English phrases | Russian phrases | Turkish phrases
Translate.vc / Turkish → Spanish / [ S ] / Sanslisin

Sanslisin translate Spanish

41 parallel translation
Cok sanslisin Dan.
Que suerte tiene, Dan.
Buradan kurtuldugun için sanslisin.
Tienes suerte de marcharte de aquí.
sanslisin.
Tiene suerte.
Sadece cildine zarar verdigi için sanslisin.
Tienes suerte de que apenas abrió la piel.
Buradan kurtuldugun için sanslisin.
Tuviste suerte de escapar.
Pekala, o zaman sanslisin çünkü ben bir tane buldum.
Bueno, tienes suerte porque te acabo de conseguir uno.
Sanslisin derse gitmem lazim.
Te salvó que tengo clase.
Yeni insanlarla tanisiyorum. Ne kadar sanslisin ki... ... Benimle tanistin.
Buscando gente... qué suerte tienes... me conociste.
Kullanabilecegin yeni bir yetenegin oldugu icin sanslisin.
Tienes suerte de tener nuevas habilidades que puedes usar.
Seni ezmedigim için sanslisin.
Tienes suerte de que no te atropellé.
'Hey, Raj, sen gerçekten sanslisin..
'Hey, Raj, tienes mucha suerte...
Sen çok sanslisin..
Eres tan afortunada...
Bana rastladigin icin sanslisin.
Tuviste suerte de conocerme.
Cok sanslisin, kardesim.
Tuviste suerte, hermana.
sanslisin, böyle bir derdin olmayacak.
nunca tendrás que saberlo.
Çok sanslisin ki seni izinsiz girmekten tutuklamadilar.
Una suerte de locos que no les hicieran cargos por ingreso forzado y robo...
Böyle sadik bir adamin oldugu için sanslisin.
Tienes suerte de tener un hombre tan leal.
Geldigim için çok sanslisin o zaman.
Bueno, ¿ no es una suerte que haya venido?
Sandigindan daha sanslisin.
Tienes más suerte de la que crees.
sen çok sanslisin.
Suertudo.
Peki, sen... Sen cok sanslisin... Bir cok yere gitmissin
Bueno, tú... tienes mucha suerte de...
sanslisin.
Bien por vos.
Mermi sadece yelege temas ettigi için sanslisin kardesim.
Tienes suerte de que la bala diera en el chaleco, tío.
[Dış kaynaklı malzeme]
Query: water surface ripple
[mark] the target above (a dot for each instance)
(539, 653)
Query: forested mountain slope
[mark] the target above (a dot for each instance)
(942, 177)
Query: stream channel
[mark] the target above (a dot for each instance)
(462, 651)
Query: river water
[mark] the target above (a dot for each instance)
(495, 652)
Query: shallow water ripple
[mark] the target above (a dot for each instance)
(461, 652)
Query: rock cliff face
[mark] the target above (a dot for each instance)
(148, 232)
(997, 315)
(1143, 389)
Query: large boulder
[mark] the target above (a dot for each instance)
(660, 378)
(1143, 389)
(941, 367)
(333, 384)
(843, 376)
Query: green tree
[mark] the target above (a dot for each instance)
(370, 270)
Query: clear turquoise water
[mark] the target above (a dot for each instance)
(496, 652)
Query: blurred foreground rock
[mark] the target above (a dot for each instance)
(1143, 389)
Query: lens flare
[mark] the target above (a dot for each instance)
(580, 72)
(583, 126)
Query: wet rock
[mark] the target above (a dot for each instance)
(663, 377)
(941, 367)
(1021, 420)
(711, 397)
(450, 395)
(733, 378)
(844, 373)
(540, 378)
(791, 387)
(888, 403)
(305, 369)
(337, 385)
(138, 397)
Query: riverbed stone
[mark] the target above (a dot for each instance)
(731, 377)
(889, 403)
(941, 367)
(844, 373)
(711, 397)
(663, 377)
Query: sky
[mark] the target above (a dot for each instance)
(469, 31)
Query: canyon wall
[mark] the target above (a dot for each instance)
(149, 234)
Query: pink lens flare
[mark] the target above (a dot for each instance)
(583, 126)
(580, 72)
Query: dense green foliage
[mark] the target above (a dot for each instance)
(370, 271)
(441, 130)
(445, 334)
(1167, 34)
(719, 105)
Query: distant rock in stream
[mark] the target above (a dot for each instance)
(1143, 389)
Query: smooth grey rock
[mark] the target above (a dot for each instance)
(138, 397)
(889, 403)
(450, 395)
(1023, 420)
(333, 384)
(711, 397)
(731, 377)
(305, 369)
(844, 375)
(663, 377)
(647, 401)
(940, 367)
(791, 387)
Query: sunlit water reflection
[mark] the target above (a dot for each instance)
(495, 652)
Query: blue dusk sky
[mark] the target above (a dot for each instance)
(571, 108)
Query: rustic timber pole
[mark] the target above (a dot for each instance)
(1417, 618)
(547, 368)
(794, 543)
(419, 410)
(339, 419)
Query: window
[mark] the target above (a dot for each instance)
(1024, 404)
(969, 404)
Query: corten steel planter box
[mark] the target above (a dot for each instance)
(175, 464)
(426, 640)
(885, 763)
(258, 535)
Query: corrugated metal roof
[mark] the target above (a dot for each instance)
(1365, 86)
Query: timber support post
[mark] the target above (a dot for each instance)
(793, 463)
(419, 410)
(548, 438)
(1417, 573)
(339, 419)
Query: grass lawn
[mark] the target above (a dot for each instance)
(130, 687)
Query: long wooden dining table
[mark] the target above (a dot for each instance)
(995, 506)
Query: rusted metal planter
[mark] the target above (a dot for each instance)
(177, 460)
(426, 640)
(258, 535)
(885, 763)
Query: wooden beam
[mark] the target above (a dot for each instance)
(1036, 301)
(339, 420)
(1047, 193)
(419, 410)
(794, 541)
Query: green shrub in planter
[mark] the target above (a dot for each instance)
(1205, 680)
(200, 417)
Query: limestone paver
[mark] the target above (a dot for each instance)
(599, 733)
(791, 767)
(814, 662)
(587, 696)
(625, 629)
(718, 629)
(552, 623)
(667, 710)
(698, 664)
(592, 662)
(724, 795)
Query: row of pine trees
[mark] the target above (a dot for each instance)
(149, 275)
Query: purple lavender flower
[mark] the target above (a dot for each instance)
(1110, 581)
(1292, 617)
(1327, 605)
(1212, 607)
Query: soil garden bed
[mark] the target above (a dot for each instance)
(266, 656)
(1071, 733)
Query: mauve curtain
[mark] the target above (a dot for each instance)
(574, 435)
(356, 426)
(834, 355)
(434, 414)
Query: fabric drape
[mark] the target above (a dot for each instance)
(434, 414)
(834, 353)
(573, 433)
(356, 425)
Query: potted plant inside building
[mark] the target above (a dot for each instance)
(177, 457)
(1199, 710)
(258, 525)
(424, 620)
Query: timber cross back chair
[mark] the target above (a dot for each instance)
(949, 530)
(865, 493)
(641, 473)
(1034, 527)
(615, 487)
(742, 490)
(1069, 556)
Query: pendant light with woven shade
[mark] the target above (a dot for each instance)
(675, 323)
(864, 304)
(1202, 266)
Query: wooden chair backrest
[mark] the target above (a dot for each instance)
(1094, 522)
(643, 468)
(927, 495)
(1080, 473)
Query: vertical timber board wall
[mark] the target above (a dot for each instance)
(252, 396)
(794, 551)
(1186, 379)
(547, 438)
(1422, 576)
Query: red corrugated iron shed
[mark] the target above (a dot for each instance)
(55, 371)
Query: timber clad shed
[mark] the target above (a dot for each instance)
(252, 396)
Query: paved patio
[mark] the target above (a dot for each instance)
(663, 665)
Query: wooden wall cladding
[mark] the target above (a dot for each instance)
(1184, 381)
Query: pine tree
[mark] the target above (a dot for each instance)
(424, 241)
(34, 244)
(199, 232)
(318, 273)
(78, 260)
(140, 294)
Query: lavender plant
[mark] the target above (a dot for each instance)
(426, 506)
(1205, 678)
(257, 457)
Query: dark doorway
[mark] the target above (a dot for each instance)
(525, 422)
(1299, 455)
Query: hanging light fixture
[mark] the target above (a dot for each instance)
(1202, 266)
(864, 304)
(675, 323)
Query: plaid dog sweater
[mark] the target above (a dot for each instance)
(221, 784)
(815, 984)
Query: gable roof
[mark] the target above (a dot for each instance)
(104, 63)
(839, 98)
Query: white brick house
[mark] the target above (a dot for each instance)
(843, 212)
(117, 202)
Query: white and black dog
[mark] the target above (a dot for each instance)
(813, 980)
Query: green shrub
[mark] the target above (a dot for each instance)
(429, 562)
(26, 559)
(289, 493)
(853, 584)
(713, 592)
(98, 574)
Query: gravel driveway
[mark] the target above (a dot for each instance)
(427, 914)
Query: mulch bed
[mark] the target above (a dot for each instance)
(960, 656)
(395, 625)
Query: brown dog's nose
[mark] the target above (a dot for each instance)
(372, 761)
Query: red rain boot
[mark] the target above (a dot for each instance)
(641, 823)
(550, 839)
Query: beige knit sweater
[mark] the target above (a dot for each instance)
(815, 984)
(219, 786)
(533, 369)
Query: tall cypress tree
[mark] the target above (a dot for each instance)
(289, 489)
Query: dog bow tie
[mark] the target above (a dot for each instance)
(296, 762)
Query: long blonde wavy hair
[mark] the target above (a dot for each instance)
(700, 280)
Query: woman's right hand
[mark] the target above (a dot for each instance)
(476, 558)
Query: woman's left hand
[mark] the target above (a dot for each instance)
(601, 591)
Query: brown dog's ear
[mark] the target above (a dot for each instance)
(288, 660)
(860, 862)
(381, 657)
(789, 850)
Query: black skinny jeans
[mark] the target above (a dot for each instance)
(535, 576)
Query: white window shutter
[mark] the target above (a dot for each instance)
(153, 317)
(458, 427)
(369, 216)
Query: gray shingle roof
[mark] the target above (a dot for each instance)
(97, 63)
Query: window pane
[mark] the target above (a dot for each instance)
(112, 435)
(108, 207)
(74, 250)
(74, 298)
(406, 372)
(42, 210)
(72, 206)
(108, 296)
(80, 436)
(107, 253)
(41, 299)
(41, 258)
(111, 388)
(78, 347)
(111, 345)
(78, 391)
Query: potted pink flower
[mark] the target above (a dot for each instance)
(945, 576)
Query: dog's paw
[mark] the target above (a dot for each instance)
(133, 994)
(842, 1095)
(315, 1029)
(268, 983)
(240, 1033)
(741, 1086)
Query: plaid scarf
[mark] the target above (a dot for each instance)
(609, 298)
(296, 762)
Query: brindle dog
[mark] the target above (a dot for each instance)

Zirhin dost ateslerine karsi korumali, ki bence sanslisin, cunku,
Tu armadura no permite el fuego amigo, lo cual es afortunado, porque...
Seni öldürmedigimiz için sanslisin.
Tienen suerte de que no los matemos.
Ozerk biri oldugu icin sanslisin.
- Afortunadamente, haces otras cosas. - ¿ Puedo?
sanslisin evlat.
Eres un niño afortunado.
O kadar belaya yol açmisken bu kadariyla kurtuldugun için sanslisin.
Con todos los problemas que dabas, tienes suerte de que solo fuera eso.
Seni disari atmadigimiz için sanslisin.
Tienes suerte de que no te dejemos tirada en la cuneta.
Sanslisin ki guzel seyleri severim..
Me gustan las cosas lindas.
Böyle büyük ve sevgi dolu bir ailen oldugu için çok sanslisin.
¿ No eres dichoso de tener una gran y amante familia?
Bunca zaman kilisede kalabildigin icin sanslisin.
Tienes suerte de que tu iglesia haya durado tanto.
Ayrica gorev basinda degildim. Dislerini dokmedigi için sanslisin.
Además, estaba fuera de combate.
Çok sanslisin.
Tienes suerte.
Delice, ironik cezani kimseye bir sey olmadan fark ettigim için sanslisin.
Tienes suerte de que haya descubierto tu loco e irónico castigo antes de que alguien resulte muerto.
- Bizi takip etmene izin verdiğim için sanslisin. simdi kes sesini.
Permití que nos siguieras, Pero... - Entendido.
Seni direksiyona bağlamadiğim için şanslisin.
Agradece que no te ate al volante.
Çeneni kirmadiğim için şanslisin.
Tienes suerte de que no te rompa tu maldito cuello.